10 Pour le surplus, dès l’introduction de la demande, le tribunal est chargé de la conduite du procès (art. 124 al. 1 CPC)

. Il peut alors rendre des ordonnances d’instruction en vue d’une simplification de la procédure (art. 125 CPC). Ainsi, le tribunal peut procéder à une division de causes (art. 125 let. b CPC) ou joindre la demande à un autre procès déjà pendant (art. 125 let. c CPC). Il lui est également loisible de limiter la procédure à certaines questions ou conclusions (art. 125 let. a CPC). À ce stade de la procédure, il peut s’avérer judicieux de procéder de la sorte lorsqu’il ressort de la demande qu’un problème de recevabilité se pose ou lorsque celle-ci présente des conclusions subsidiaires dont le traitement peut s’avérer fastidieux. Rien ne s’oppose selon nous à ce que le tribunal rende de telles ordonnances avant d’entendre l’adverse partie.
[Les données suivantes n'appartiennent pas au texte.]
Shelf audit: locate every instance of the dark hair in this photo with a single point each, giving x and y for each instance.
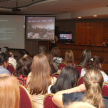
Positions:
(21, 53)
(5, 50)
(49, 55)
(86, 56)
(94, 62)
(3, 58)
(66, 79)
(23, 66)
(69, 56)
Au contraire, c’est l’économie de procédure qui guide le tribunal dans son appréciation (art. 124 al. 1 CPC)
. À cet égard, il est opportun de procéder de la sorte lorsque des étapes procédurales conséquentes peuvent être évitées
, ce qui est le cas du dépôt d’une réponse (cf. art. 222 al. 3 CPC).

II. Effets

A. Détermination de la valeur litigieuse et de la procédure applicable

11 L’introduction de la demande revêt plusieurs conséquences procédurales. Le Tribunal fédéral a tout d’abord précisé que le dépôt de la demande est le moment déterminant pour le calcul de la valeur litigieuse

. Il s’agit ici du corollaire de l’obligation pour le demandeur d’indiquer la valeur litigieuse dans sa demande (art. 221 al. s1 let. c CPC)
. Le calcul de la valeur litigieuse intervient selon les principes fixés aux art. 91 ss CPC. Sous réserve d’une exagération manifeste ou d’une mésentente entre les parties sur ce point (art. 91 al. 2 CPC), la valeur litigieuse correspond au montant indiqué par la partie demanderesse. C’est sur la base de ce montant que la procédure applicable est déterminée
.

12 Il découle de ce qui précède que la procédure applicable est déterminée au moment de l’introduction de la demande ; c’est donc à compter de ce moment que les règles relatives à la procédure ordinaire trouvent application

. En conséquence, il est loisible à la partie demanderesse de réduire ses conclusions une fois l’autorisation de procéder délivrée ; la procédure applicable se détermine alors sur la base des conclusions réduites
. De même, il est possible, dans la demande, de modifier les conclusions qui ont fait l’objet de l’autorisation de procéder en application de l’art. 227 CPC par analogie, sans tenir compte de l’exigence de l’identité des procédures
. La détermination de la procédure applicable incombe au tribunal, dès lors qu’il s’agit d’une condition de recevabilité dont l’examen intervient d’office (art. 60 CPC). La partie demanderesse n’est pas tenue d’indiquer la procédure applicable dans sa demande. Tout au plus doit-elle respecter les formes propres à la rédaction des actes dans la procédure concernée. En cas de doute sur la procédure applicable, ou sur requête d’une partie, le tribunal peut fixer celle-ci, en fonction des circonstances, au moyen d’une ordonnance d’instruction, d’une décision incidente ou d’une décision finale (art. 219 CPC no 10).

B. Litispendance

13 L’art. 62 al. 1 CPC prévoit que l’instance est introduite par le dépôt de la requête de conciliation, de la demande, de la requête, ou de la requête commune en divorce. Il en découle que dans la majeure partie des cas, le dépôt de la demande n’a pas pour effet de créer la litispendance, dès lors qu’une procédure de conciliation préalable a eu lieu

. Ce n’est que dans l’éventualité où la procédure de conciliation est exclue (art. 198 CPC), facultative (art. 199 al. 3 nCPC) ou lorsque les parties y ont renoncé (art. 199 CPC) que l’introduction de la demande coïncide avec le moment de la litispendance
. Dans ce cas, il revient en outre au tribunal de délivrer aux parties une attestation de dépôt de l’acte introductif d’instance (art. 62 al. 2 CPC).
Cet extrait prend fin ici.